Among women who were not enrolled in CR programs, their biggest barriers were not knowing about CR, that the program did not contact them after referral, cost, and finding exercise exhausting or painful. Among women who were enrolled in a program, their greatest barriers to session adherence were distance, travel, family responsibilities, and difficulties accessing sessions that require in-person assistance (i.e., transportation).
Through the study, also for the first time, participants were provided with potential mitigation strategies to help overcome these barriers, such as speaking with a healthcare provider about how to access a program or doing a program at home. More than 70% of women and 40% of men rated the barrier-specific information provided as “helpful” or “very helpful . ” These observations should encourage the application of these types of mitigation strategies, as well as the development of further research on active mitigation strategies to improve adherence to cardiac rehabilitation (CR) programs.

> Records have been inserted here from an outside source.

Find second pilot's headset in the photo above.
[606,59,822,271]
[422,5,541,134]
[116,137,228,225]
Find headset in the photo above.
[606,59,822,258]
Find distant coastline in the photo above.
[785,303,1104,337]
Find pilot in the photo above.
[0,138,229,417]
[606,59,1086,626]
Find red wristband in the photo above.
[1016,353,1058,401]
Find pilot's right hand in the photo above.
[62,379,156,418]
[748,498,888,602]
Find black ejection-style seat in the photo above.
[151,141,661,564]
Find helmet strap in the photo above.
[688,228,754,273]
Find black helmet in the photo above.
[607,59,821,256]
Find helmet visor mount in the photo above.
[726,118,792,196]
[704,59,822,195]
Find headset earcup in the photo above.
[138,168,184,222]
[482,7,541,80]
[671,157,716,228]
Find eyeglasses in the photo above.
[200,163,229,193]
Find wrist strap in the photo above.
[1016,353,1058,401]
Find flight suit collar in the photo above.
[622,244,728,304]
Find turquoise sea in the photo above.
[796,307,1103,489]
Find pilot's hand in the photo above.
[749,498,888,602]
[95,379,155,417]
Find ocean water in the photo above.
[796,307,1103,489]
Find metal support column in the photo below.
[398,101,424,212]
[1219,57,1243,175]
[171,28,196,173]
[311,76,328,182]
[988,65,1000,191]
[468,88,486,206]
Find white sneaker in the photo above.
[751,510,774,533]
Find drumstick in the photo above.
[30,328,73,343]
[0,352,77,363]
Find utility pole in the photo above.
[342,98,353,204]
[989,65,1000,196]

Professor Grace already has further research underway to test whether strategies to mitigate the key barriers identified can result in increased RC participation. "We hope this will lead to more women enrolling in CR, and that would certainly have a positive impact on their health and well-being outcomes."
She urges: “Patients may have legitimate barriers to attending CR, but we recommend that they discuss them with healthcare providers as there are proven strategies to overcome them. Please help spread the word that cardiac rehabilitation (CR) is available in most countries around the world and saves lives! ”
A resource for patients to evaluate their own barriers along with mitigation suggestions is provided on the ICCPR website (Spanish version).